Zheng Lian, animado, levantou-se:
— Xiao Yuan, trouxe os pinhões?
— Sim, estão perto daqui.
— Ótimo! Deixe-me apresentar — disse Zheng Lian, apontando para o jovem:
— Este é Qian Xiaojun, meu amigo do bairro. Xiaojun, este é Wang Yuan, de quem te falei.
Qian Xiaojun era alguns anos mais velho que Wang Yuan, mas de compleição menor, com um olhar assimétrico e sobrancelhas sempre arqueadas.
— Qian Xiaojun.
— Wang Yuan.
Aperto de mãos, apresentação feita.
Zheng Lian pedira ajuda a Qian Xiaojun para vender mais de quinze toneladas de pinhão na rede de lojas estatais. Qian Xiaojun não cobrou nada, só pediu duas refeições e dois maços de cigarro.

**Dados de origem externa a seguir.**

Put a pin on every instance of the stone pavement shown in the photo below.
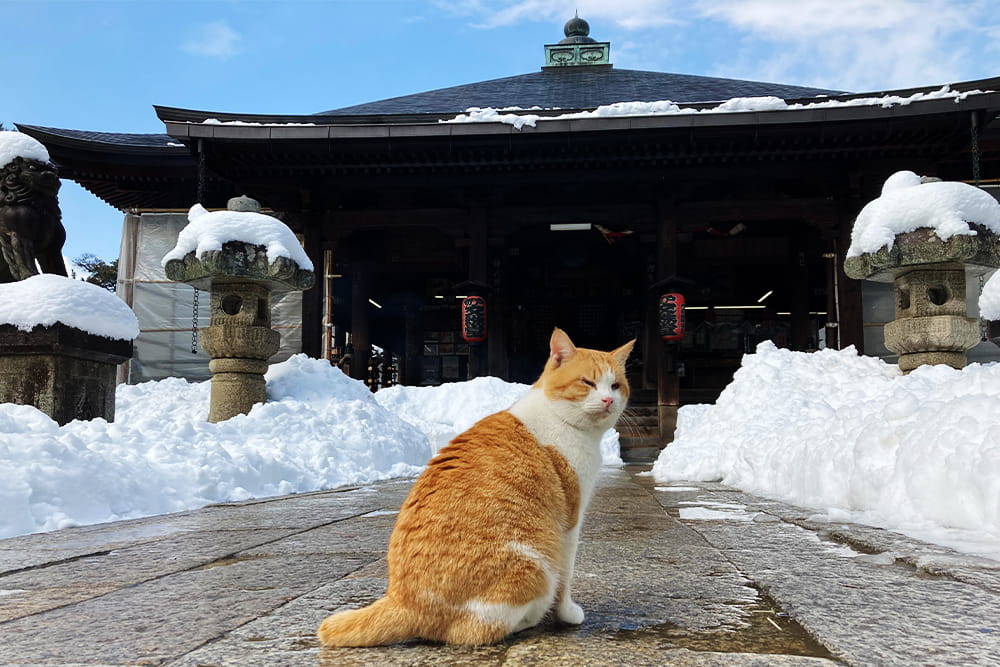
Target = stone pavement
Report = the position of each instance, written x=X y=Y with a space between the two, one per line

Depois de acertar o transporte, todos seguiram ao pequeno pátio, enfrentando o vento.
Zheng Lian olhou para as marcas das rodas, deduzindo que o pinhão fora trazido de carroça:
— Xiao Yuan, precisava complicar tanto? Era só irmos juntos buscar.
— Eu tinha meus motivos. Meu avô exigiu assim, não ouso desobedecer.
Zheng Lian percebeu que o “avô” a que Wang Yuan se referia era o responsável por conseguir o vagão. Pensando melhor, entendeu a razão.
Se eles tivessem ido juntos, saberiam qual trem e qual vagão, podendo descobrir quem autorizou o transporte. Mas o outro lado era muito cauteloso!
Agora, sem saber o trem nem o vagão, seria quase impossível rastrear o responsável.
— Tanta cautela... será que ele é mesmo alguém importante? — pensou Zheng Lian, intrigado, notando que Wang Yuan o chamava de avô, e as idades batiam.
— Zheng, está pensando no quê? Entre logo — disse Wang Yuan, sorrindo, entrando no pátio.
Ao verem os sacos de pinhão, Zheng Lian suspirou aliviado.
Logo um triciclo azul-acinzentado entrou de ré no beco. Alguns homens saltaram da caçamba. O líder cumprimentou Qian Xiaojun e Zheng Lian, e começaram a conferir a mercadoria.